Fortunately for consumers, smaller financial institutions are still giving it away for free. How long that will last is anybody's guess.
Moebs Services, an economic research firm, surveyed more than 2,500 banks and credit unions in June and found that nearly two-thirds (65%) of the nation's large banks still offer free checking, down significantly from 96% at the end of 2009.
But among the smaller banks, more than two-thirds (71%) still offer free checking, down just slightly from 78% in 2009.
Free checking was one of the first perks that big banks like Bank of America, Chase and Wells Fargo kicked to the curb as a belt-tightening measure in the wake of financial reform.

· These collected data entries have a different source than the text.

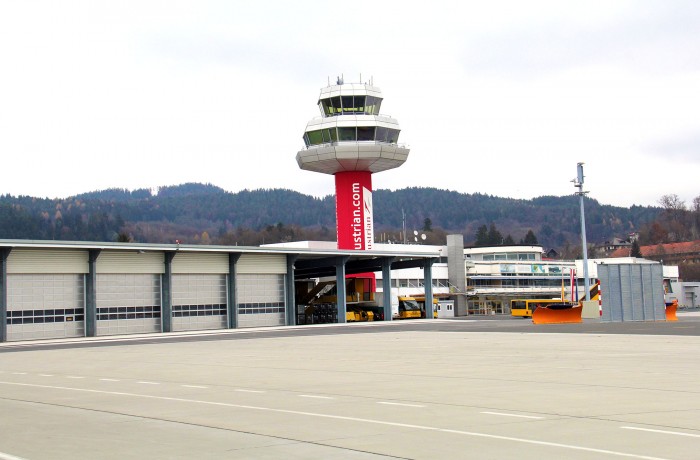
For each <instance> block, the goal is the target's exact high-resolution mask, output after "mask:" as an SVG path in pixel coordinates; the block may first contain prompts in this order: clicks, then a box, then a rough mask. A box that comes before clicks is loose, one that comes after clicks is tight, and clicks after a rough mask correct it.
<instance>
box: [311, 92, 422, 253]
mask: <svg viewBox="0 0 700 460" xmlns="http://www.w3.org/2000/svg"><path fill="white" fill-rule="evenodd" d="M382 99H383V98H382V93H381V91H380V90H379V88H377V87H375V86H372V85H369V84H365V83H344V82H343V81H342V79H338V83H337V84H336V85H331V86H328V87H326V88H323V89H321V95H320V96H319V98H318V107H319V109H320V110H321V116H320V117H316V118H314V119H312V120H311V121H309V123H308V124H307V125H306V130H305V132H304V143H305V144H306V147H305V148H304V149H303V150H300V151H299V152H298V153H297V163H298V164H299V167H300V168H301V169H305V170H308V171H315V172H320V173H325V174H332V175H334V176H335V191H336V198H335V205H336V223H337V236H338V249H372V246H373V243H374V223H373V216H372V173H375V172H381V171H386V170H388V169H393V168H398V167H399V166H401V165H402V164H404V162H405V161H406V159H407V158H408V153H409V149H408V147H406V146H405V145H402V144H399V143H398V140H399V133H400V131H401V130H400V129H399V124H398V122H397V121H396V120H395V119H393V118H391V117H389V116H386V115H381V114H380V113H379V109H380V107H381V105H382Z"/></svg>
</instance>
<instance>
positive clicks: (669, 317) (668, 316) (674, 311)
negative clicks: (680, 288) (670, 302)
mask: <svg viewBox="0 0 700 460" xmlns="http://www.w3.org/2000/svg"><path fill="white" fill-rule="evenodd" d="M676 310H678V302H673V303H672V304H670V305H666V321H678V317H677V316H676Z"/></svg>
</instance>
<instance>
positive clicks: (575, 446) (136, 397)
mask: <svg viewBox="0 0 700 460" xmlns="http://www.w3.org/2000/svg"><path fill="white" fill-rule="evenodd" d="M0 385H10V386H21V387H29V388H45V389H52V390H65V391H76V392H82V393H97V394H105V395H112V396H127V397H131V398H144V399H157V400H160V401H171V402H182V403H189V404H204V405H209V406H217V407H232V408H236V409H247V410H254V411H261V412H270V413H277V414H290V415H301V416H306V417H317V418H325V419H330V420H343V421H348V422H359V423H367V424H373V425H382V426H392V427H396V428H411V429H415V430H421V431H433V432H437V433H451V434H458V435H462V436H472V437H477V438H484V439H494V440H498V441H511V442H518V443H522V444H531V445H535V446H544V447H555V448H561V449H570V450H577V451H581V452H592V453H596V454H605V455H612V456H617V457H627V458H637V459H641V460H668V459H665V458H662V457H651V456H647V455H639V454H631V453H628V452H619V451H614V450H607V449H597V448H594V447H584V446H576V445H573V444H561V443H557V442H549V441H537V440H535V439H526V438H515V437H511V436H501V435H496V434H488V433H478V432H475V431H462V430H450V429H447V428H438V427H433V426H427V425H413V424H410V423H398V422H388V421H384V420H375V419H368V418H360V417H349V416H345V415H332V414H321V413H317V412H305V411H298V410H291V409H274V408H271V407H261V406H248V405H244V404H232V403H225V402H217V401H202V400H197V399H186V398H175V397H170V396H155V395H142V394H138V393H126V392H120V391H104V390H92V389H88V388H72V387H62V386H56V385H37V384H33V383H19V382H4V381H0Z"/></svg>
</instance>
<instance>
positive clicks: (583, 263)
mask: <svg viewBox="0 0 700 460" xmlns="http://www.w3.org/2000/svg"><path fill="white" fill-rule="evenodd" d="M576 169H577V177H576V179H574V180H573V181H572V182H573V183H574V187H577V188H578V192H576V195H578V196H579V199H580V200H581V246H582V247H583V282H584V288H585V289H586V300H591V286H590V281H589V279H588V247H587V244H586V215H585V213H584V210H583V197H584V196H586V194H587V193H588V192H584V191H583V177H584V176H583V163H577V164H576Z"/></svg>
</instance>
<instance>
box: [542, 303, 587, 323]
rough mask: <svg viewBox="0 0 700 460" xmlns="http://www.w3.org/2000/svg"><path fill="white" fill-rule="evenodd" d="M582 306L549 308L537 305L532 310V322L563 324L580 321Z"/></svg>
mask: <svg viewBox="0 0 700 460" xmlns="http://www.w3.org/2000/svg"><path fill="white" fill-rule="evenodd" d="M582 312H583V307H582V306H576V307H570V308H549V307H539V308H537V309H535V311H533V312H532V322H533V323H534V324H565V323H580V322H582V320H581V313H582Z"/></svg>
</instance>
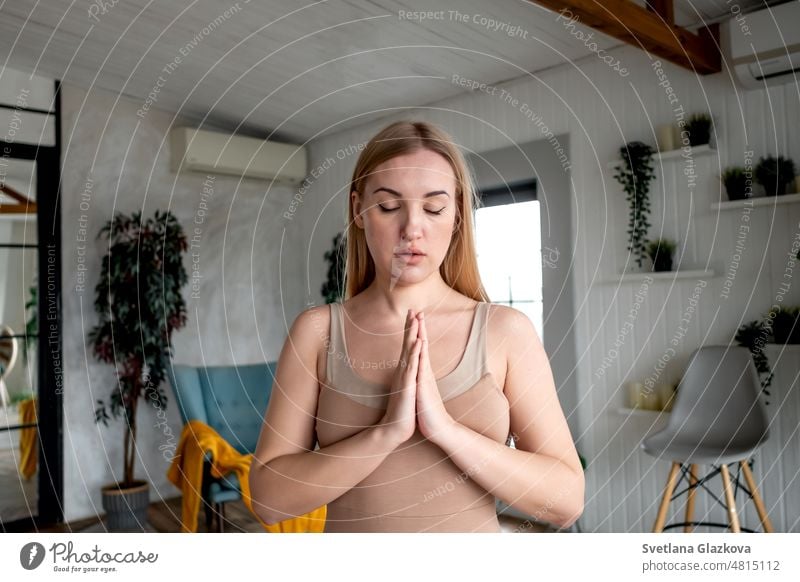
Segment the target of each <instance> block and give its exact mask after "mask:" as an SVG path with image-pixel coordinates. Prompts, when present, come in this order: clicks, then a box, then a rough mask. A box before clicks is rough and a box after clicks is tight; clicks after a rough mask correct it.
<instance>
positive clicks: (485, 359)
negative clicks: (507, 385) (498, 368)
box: [439, 301, 490, 401]
mask: <svg viewBox="0 0 800 582" xmlns="http://www.w3.org/2000/svg"><path fill="white" fill-rule="evenodd" d="M488 314H489V303H488V302H486V301H479V302H478V304H477V305H476V306H475V315H474V318H473V321H472V329H471V330H470V334H469V339H468V340H467V345H466V347H465V348H464V355H463V357H462V358H461V361H460V362H459V364H458V366H457V367H456V369H455V370H453V371H452V372H451V373H450V374H448V375H447V376H445V377H444V378H441V379H440V380H439V391H440V392H441V394H442V400H444V401H447V400H449V399H451V398H455V397H456V396H458V395H460V394H463V393H464V392H466V391H467V390H469V389H470V388H472V387H473V386H474V385H475V384H476V383H477V382H478V381H479V380H480V379H481V378H482V377H483V376H485V375H486V374H488V373H489V371H490V370H489V355H488V347H487V340H486V336H487V333H486V326H487V324H488Z"/></svg>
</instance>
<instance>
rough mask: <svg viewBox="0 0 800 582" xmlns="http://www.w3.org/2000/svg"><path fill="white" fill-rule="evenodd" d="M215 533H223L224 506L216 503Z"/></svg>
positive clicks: (223, 519)
mask: <svg viewBox="0 0 800 582" xmlns="http://www.w3.org/2000/svg"><path fill="white" fill-rule="evenodd" d="M217 532H218V533H225V504H224V503H217Z"/></svg>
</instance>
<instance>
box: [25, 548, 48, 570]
mask: <svg viewBox="0 0 800 582" xmlns="http://www.w3.org/2000/svg"><path fill="white" fill-rule="evenodd" d="M44 554H45V551H44V546H43V545H42V544H40V543H39V542H30V543H27V544H25V545H24V546H22V549H21V550H20V551H19V563H20V564H22V567H23V568H25V569H26V570H35V569H36V568H38V567H39V566H40V565H41V563H42V562H43V561H44Z"/></svg>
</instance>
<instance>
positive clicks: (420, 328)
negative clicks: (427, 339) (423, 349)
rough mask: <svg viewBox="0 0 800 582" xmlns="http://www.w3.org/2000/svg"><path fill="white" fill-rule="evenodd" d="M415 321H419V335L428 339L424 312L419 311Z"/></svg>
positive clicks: (427, 328)
mask: <svg viewBox="0 0 800 582" xmlns="http://www.w3.org/2000/svg"><path fill="white" fill-rule="evenodd" d="M417 321H418V322H419V330H420V331H419V336H420V337H421V338H422V339H424V340H427V339H428V328H427V327H426V326H425V314H424V313H423V312H422V311H420V312H419V315H418V316H417Z"/></svg>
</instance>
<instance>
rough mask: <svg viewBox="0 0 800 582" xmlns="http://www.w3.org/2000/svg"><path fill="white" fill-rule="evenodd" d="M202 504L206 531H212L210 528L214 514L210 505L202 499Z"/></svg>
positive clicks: (209, 531) (210, 527)
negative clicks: (205, 511)
mask: <svg viewBox="0 0 800 582" xmlns="http://www.w3.org/2000/svg"><path fill="white" fill-rule="evenodd" d="M202 503H203V508H204V509H205V511H206V531H207V532H210V531H213V530H212V529H211V526H212V524H213V523H214V512H213V510H212V507H211V503H209V502H208V501H206V500H205V499H203V501H202Z"/></svg>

Chase and Wells Fargo went a step further and launched pilot programs to see if customers would mind donating $3 a month for the privilege of using their debit card.
The whip came down when the Fed reined in overdraft fees in 2009.
Next month, the Fed cuts in half the maximum interchange or swipe fee that banks can charge merchants for each debit card transaction, from 44 cents to 24 cents per swipe.
The bank's actual cost of a debit transaction? About 4 cents.
While the bigs figure they can save more by charging for basic checking than they stand to lose in disgruntled customers, banks and credit unions with assets below $50 billion aren't making any rash moves.
At least not yet.
James Maloney, chairman of Mitchell Bank in Milwaukee, told American Banker that charging for checking is "just not going to be possible for us. … We'd lose the accounts."
The small fries say fee checking is driving customers their way.
They don't welcome the reforms either, but they appreciate the rare opportunity to offer a perk that the "too big to fail" crowd doesn't.
But some observers, including Louis Hernandez Jr., who as CEO of Open Solutions sells software to small banks, says his customers have fewer resources with which to adapt.
He's not optimistic that free checking is going to be around for long.
"The big banks can already see a strategy that works. The small banks, they can see that they don't have an alternative yet," Hernandez told American Banker. "If we keep offering it for free, we're going to go out of business."